1

I have a generic dot NET List A that I want to find in List B - how do I find List A in List B? I need the index of where List A starts in List B.

Neal Davis
  • 648
  • 6
  • 21
  • 2
    sounds like a modified version of Knuth–Morris–Pratt could be applied here http://en.wikipedia.org/wiki/Knuth%E2%80%93Morris%E2%80%93Pratt_algorithm – BrokenGlass Jun 18 '13 at 03:00
  • @BrokenGlass: Or just a simple naïve "substring" search. – jason Jun 18 '13 at 04:04
  • Do you want to implement this for Lists of String or also for Lists of SomeObject? – Fabian Bigler Jun 18 '13 at 07:28
  • Additional Info: Both List A and List B are declared as List; I was thinking there might be a way to do this with LINQ? Find List A in List B? – Neal Davis Jun 18 '13 at 15:24

4 Answers4

2

There is a very naïve approach that is O(|A| * |B|). Basically, this is the naïve substring searching algorithm1:

for(int i = 0; i < B.Count - A.Count; i++) {
     bool matchPossible = true;
     for(int j = 0; matchPossible && j < A.Count; j++) {
         if (!B[i + j].Equals(A[j])) { // should check for B[i + j] == null
              matchPossible = false;
              break;
         }
     }
     if(matchPossible) {
         return i;
     }
 }     
 return -1;

I left out some obvious error checking that you should be doing so you can focus on the approach. I commented one of the obvious checks. This will give you the index in B where A can be found.

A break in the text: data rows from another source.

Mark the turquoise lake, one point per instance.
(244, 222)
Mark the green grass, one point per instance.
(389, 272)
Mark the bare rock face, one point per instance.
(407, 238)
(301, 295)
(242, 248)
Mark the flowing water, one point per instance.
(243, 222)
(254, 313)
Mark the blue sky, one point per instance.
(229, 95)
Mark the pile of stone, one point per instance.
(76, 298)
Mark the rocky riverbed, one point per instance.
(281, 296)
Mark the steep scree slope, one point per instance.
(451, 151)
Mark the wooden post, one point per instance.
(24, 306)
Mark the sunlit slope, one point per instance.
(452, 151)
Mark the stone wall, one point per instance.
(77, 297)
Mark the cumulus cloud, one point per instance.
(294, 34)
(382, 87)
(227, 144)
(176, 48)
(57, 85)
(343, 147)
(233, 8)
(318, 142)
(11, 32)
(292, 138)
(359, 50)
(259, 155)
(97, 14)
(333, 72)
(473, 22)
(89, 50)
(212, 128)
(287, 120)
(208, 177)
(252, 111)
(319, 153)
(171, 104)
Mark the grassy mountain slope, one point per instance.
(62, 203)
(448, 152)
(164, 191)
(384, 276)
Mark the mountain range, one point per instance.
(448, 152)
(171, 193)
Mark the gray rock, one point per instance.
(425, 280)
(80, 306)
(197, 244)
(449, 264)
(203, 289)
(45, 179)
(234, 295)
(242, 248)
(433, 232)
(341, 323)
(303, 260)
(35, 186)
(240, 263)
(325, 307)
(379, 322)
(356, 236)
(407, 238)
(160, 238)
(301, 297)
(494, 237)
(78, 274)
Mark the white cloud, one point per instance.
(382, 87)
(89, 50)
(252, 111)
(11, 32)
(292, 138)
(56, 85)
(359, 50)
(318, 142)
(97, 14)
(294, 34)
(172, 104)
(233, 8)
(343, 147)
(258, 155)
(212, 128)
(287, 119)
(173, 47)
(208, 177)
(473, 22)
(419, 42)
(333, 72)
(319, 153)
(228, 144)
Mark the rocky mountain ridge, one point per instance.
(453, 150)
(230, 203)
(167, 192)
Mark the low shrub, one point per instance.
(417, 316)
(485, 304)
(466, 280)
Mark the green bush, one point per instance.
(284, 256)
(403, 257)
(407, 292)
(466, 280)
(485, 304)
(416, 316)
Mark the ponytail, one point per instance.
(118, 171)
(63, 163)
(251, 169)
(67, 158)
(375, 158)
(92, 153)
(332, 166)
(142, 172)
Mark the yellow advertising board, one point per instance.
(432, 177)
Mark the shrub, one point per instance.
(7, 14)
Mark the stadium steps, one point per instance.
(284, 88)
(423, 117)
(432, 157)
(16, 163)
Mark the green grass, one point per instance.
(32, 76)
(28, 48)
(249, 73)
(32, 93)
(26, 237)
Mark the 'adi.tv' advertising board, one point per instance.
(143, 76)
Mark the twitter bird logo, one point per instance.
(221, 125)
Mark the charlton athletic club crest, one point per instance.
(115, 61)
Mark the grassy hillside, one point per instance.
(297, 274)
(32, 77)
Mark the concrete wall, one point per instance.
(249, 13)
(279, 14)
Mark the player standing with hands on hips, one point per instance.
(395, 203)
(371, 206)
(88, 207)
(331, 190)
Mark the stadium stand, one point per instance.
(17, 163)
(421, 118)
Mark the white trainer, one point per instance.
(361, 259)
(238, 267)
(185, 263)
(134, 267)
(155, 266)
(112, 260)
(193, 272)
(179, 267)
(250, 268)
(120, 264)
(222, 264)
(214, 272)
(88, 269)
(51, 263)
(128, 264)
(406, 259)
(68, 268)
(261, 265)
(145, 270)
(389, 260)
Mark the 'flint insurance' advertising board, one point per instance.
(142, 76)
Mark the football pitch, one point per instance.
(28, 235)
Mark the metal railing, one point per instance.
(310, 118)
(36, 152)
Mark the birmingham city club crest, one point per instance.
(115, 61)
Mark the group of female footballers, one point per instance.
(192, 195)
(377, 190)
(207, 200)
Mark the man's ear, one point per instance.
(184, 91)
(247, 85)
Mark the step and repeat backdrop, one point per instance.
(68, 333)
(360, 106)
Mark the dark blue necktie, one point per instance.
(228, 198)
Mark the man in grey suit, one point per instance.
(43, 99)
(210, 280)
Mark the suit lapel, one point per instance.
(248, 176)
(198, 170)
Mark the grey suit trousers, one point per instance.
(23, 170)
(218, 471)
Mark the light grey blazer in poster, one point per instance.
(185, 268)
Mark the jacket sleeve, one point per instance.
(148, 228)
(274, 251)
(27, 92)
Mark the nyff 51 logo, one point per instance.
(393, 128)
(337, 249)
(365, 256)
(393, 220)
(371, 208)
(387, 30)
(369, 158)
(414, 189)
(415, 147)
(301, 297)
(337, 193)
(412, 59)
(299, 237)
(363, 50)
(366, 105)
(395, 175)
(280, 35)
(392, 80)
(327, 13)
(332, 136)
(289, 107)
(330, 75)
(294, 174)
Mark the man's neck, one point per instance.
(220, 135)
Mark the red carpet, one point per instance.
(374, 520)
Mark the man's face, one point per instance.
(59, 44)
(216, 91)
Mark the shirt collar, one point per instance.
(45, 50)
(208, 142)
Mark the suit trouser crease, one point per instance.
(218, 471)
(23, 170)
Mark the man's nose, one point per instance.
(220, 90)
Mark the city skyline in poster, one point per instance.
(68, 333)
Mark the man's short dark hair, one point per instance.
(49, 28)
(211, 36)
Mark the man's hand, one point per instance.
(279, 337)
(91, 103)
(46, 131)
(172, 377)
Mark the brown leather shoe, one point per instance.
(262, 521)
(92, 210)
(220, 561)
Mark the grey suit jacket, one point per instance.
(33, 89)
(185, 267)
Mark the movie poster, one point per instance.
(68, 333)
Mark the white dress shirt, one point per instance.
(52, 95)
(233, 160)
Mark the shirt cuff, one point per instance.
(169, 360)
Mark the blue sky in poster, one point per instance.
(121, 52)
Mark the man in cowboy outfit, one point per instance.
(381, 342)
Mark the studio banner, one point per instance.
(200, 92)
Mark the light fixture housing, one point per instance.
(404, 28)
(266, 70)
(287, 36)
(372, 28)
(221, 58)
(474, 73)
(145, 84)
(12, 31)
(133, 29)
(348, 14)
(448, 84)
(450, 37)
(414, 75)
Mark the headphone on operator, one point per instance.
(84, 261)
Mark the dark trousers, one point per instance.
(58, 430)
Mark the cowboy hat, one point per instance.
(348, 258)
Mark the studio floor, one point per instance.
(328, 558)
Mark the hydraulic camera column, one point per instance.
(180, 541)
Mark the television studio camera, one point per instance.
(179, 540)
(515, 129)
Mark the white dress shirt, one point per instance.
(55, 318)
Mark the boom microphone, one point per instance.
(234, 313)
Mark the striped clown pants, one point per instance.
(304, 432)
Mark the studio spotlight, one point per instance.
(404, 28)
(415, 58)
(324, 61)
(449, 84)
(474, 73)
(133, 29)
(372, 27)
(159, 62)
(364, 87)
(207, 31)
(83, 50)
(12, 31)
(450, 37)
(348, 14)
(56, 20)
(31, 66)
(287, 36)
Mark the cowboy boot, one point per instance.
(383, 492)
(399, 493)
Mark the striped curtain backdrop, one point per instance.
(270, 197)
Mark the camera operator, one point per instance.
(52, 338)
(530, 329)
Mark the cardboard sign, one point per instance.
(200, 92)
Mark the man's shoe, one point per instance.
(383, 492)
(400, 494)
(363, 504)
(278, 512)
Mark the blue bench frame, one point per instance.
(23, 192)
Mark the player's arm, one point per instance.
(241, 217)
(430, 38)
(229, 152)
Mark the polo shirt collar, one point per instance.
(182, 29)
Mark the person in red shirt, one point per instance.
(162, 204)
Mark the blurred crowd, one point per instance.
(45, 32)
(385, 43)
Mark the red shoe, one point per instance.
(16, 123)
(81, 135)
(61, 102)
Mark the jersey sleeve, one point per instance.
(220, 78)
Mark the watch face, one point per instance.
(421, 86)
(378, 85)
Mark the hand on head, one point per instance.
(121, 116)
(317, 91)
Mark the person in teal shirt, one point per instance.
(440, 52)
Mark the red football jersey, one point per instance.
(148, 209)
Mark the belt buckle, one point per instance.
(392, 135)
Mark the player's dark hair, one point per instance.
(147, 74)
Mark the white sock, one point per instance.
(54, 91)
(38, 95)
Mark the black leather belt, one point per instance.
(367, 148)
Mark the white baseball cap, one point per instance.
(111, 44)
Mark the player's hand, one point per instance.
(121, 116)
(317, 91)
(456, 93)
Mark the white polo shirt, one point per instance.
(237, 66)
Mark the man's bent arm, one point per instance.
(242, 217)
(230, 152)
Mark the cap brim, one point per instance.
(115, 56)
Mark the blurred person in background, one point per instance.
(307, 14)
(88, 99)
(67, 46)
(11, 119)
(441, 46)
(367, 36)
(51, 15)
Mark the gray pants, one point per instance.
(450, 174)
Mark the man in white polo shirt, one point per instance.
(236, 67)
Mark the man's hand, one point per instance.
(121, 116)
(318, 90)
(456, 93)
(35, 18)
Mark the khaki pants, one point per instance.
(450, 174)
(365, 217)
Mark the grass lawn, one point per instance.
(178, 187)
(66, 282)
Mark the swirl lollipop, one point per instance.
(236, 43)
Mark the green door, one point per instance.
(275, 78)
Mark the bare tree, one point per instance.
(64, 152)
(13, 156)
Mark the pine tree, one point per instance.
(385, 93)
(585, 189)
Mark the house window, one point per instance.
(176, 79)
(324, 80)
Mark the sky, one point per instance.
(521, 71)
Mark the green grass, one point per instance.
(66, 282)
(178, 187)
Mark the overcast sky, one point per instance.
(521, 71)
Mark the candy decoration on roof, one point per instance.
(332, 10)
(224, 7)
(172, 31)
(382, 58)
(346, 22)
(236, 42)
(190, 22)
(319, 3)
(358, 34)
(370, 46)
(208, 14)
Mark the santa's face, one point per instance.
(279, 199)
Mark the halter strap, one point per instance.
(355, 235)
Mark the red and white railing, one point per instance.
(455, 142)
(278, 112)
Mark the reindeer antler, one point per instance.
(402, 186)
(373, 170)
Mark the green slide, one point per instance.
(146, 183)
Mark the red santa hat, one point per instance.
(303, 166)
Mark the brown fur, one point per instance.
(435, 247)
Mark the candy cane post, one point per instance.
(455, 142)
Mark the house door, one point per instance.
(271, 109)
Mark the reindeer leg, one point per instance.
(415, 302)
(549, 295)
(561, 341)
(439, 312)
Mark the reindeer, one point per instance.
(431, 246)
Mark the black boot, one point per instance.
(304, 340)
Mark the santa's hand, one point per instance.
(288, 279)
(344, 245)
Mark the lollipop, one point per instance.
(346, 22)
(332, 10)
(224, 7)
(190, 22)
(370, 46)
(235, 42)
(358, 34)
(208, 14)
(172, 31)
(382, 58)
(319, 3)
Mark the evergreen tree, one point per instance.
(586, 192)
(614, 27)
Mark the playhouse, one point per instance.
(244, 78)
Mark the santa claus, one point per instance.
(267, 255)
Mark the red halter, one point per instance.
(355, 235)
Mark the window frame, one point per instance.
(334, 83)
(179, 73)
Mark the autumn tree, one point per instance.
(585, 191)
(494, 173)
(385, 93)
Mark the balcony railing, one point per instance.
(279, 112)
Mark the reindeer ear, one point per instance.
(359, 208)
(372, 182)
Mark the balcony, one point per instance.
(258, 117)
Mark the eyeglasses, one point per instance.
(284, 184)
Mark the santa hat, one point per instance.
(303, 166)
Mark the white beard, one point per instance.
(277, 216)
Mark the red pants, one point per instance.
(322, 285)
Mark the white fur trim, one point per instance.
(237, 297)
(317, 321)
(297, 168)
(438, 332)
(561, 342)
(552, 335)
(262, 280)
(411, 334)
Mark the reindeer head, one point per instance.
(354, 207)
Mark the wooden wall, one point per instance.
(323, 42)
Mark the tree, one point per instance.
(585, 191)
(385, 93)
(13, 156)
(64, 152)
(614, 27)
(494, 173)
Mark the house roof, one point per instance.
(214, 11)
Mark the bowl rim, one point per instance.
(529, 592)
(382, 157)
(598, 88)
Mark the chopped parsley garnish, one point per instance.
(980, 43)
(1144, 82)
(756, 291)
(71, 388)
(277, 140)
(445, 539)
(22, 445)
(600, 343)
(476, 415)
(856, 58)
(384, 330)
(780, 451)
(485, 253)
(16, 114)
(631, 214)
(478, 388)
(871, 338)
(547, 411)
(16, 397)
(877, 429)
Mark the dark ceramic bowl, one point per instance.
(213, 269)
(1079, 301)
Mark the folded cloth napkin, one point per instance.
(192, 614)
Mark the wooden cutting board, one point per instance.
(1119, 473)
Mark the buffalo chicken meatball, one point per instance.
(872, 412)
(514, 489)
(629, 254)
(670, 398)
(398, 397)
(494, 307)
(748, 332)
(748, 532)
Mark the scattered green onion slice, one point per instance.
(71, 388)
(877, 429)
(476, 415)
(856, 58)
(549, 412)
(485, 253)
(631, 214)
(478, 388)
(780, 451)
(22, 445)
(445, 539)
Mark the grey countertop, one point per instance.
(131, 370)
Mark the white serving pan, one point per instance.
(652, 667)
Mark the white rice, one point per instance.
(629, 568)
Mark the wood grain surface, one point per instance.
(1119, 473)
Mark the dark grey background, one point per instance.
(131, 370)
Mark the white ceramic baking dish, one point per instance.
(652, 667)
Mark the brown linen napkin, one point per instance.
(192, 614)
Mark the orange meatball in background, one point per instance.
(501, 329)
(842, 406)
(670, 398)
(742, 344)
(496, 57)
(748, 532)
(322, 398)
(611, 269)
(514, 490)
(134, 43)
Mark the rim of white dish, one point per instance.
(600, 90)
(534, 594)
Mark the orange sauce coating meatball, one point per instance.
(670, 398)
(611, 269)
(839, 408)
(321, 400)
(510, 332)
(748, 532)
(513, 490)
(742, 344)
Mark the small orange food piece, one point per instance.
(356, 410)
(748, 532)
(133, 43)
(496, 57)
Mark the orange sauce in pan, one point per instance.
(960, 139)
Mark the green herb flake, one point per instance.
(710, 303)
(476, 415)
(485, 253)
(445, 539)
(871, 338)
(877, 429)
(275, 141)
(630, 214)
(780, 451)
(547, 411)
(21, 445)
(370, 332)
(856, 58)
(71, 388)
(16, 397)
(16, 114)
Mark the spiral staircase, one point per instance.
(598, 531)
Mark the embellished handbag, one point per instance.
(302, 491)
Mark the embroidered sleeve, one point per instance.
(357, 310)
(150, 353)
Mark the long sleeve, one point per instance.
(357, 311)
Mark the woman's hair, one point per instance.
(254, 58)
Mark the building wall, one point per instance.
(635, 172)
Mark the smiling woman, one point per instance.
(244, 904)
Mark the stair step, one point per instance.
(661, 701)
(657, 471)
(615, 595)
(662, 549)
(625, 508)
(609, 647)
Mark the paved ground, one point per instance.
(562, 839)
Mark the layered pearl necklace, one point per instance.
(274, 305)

I'd stick with this unless benchmarking shows that the approach is dragging you down. If it is, you need to look at something more sophisticated like Knuth-Morris-Pratt.

Both List A and List B are declared as List<string>; I was thinking there might be a way to do this with LINQ? Find List A in List B?

Sure.

for(int i = 0; i < B.Count - A.Count; i++) {
    if(B.SequenceEqual(A.Skip(i).Take(B.Count))) {
        return i;
    }
}
return -1;

Note that this is basically the same algorithm that I gave above, just expressed a little bit more cleanly. However, there is a downside to this approach. I don't know if Enumerable.Skip is smart enough to use the indexer when it's available. This version might be less performant than the original version if it does not use the indexer. This is the reason that I did not use this in my initial approach.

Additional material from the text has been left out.